The Takeaway: Long Lake’s bet is that AI isn’t mainly a cost-cutting tool—it’s a growth engine that turns sleepy service businesses into compounding machines.
Key Insights
- Long Lake built a horizontal AI layer called Nexus, with roughly 80% shared infrastructure across verticals, then customizes the last mile by mapping workflows, cleaning data, and wiring into each business.
- The real edge isn’t selling software; it’s owning the company, because “deeper alignment” lets them change operations, retrain teams, and capture the business outcome instead of just shipping tools.
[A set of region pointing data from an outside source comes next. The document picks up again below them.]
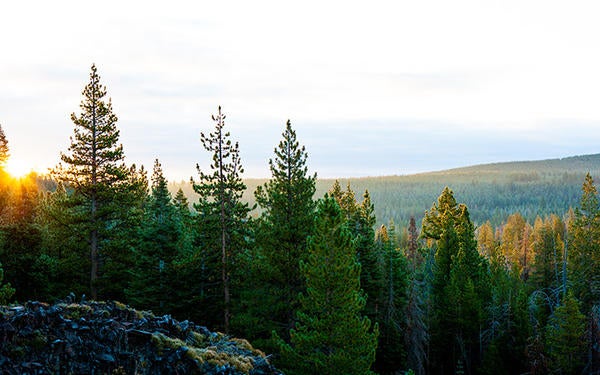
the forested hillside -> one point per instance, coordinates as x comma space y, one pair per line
486, 270
491, 191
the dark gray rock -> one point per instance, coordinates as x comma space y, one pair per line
100, 338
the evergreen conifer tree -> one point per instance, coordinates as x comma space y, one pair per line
152, 284
584, 247
221, 214
392, 298
94, 168
460, 285
6, 291
285, 224
331, 336
565, 337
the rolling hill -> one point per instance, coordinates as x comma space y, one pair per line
491, 191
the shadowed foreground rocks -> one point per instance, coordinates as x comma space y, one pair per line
111, 338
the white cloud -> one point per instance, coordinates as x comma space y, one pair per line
486, 67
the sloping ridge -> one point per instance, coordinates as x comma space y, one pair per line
572, 164
111, 338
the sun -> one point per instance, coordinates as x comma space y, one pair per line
17, 169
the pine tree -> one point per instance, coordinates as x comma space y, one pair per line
152, 284
416, 333
6, 291
222, 215
285, 223
565, 341
94, 168
584, 247
460, 285
370, 255
4, 177
392, 300
331, 336
4, 150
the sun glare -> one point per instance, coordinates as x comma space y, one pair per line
17, 169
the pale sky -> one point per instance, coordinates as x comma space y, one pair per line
371, 87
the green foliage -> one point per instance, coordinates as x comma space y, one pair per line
285, 223
222, 219
391, 303
565, 337
460, 285
6, 291
584, 243
331, 336
104, 190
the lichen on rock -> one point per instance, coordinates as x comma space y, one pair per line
112, 338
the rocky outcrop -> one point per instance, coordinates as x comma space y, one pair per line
111, 338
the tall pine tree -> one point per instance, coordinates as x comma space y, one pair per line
152, 284
221, 214
584, 247
94, 168
460, 286
285, 224
331, 336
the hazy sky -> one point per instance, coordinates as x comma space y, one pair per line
372, 87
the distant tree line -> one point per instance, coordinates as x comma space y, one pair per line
320, 283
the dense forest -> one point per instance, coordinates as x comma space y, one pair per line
492, 192
331, 277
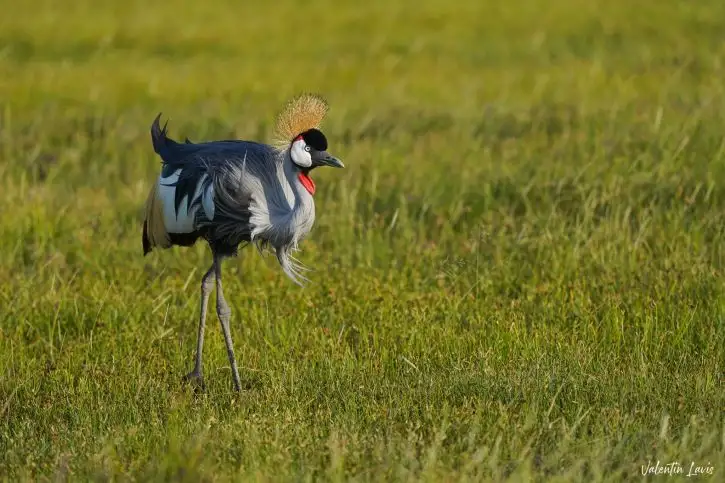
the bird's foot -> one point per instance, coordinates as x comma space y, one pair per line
195, 378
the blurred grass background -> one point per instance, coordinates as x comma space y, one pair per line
518, 275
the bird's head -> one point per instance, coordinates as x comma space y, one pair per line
308, 150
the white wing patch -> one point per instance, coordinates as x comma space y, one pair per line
183, 221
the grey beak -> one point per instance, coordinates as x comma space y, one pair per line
324, 158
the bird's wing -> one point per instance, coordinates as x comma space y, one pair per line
203, 168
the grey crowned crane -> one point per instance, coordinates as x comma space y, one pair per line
232, 193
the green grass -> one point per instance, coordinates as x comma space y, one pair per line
519, 276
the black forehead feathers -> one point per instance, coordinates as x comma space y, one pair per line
315, 139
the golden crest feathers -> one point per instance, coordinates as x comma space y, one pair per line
303, 112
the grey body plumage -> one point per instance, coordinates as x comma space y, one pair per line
232, 193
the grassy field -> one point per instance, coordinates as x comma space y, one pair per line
519, 276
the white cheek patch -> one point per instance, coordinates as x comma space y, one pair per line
299, 155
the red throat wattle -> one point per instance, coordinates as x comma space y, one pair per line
307, 183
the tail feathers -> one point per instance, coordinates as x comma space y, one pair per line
154, 232
162, 143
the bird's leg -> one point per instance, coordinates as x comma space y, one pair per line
224, 313
207, 284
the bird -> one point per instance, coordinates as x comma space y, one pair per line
232, 193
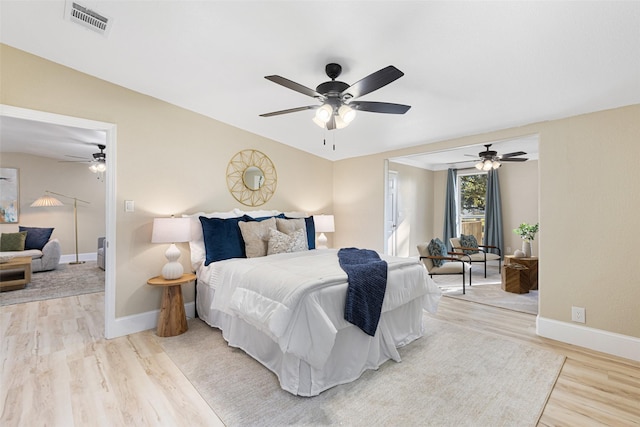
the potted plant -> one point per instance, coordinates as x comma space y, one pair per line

- Their model is contrarian: AI gives employees “superpowers,” which raises retention, customer satisfaction, and revenue growth—so the goal is to pay people more, not fewer.
The Story
Alex Taubman, cofounder and CEO of Long Lake Management, is building an AI-native acquisition platform aimed at services businesses that have been under-optimized for decades. Long Lake has already completed around 30 acquisitions and recently announced a $6.3 billion take-private of American Express Global Business Travel, a 111-year-old franchise Taubman sees as a perfect fit for long-term AI transformation.
His philosophy is simple but sharp: buy businesses where AI can change the operating model, not just automate a few tasks. Nexus sits between the models and the business workflows, and Long Lake’s engineers work directly in the field with employees to find pain points and build tools around them. That tight loop matters because, as Taubman puts it, “AI is very, very underpenetrated”—and adoption only works when change management is built in.
The payoff is not just efficiency. In Long Lake’s HOA business, growth has reportedly jumped from 0–5% to 20%+ annually. The logic is that if AI makes teams 30–40% more productive, service firms can scale like software companies: higher margins, faster growth, better retention, and more attractive economics. Taubman’s long game is to be the best owner in each industry, then compound that advantage for decades.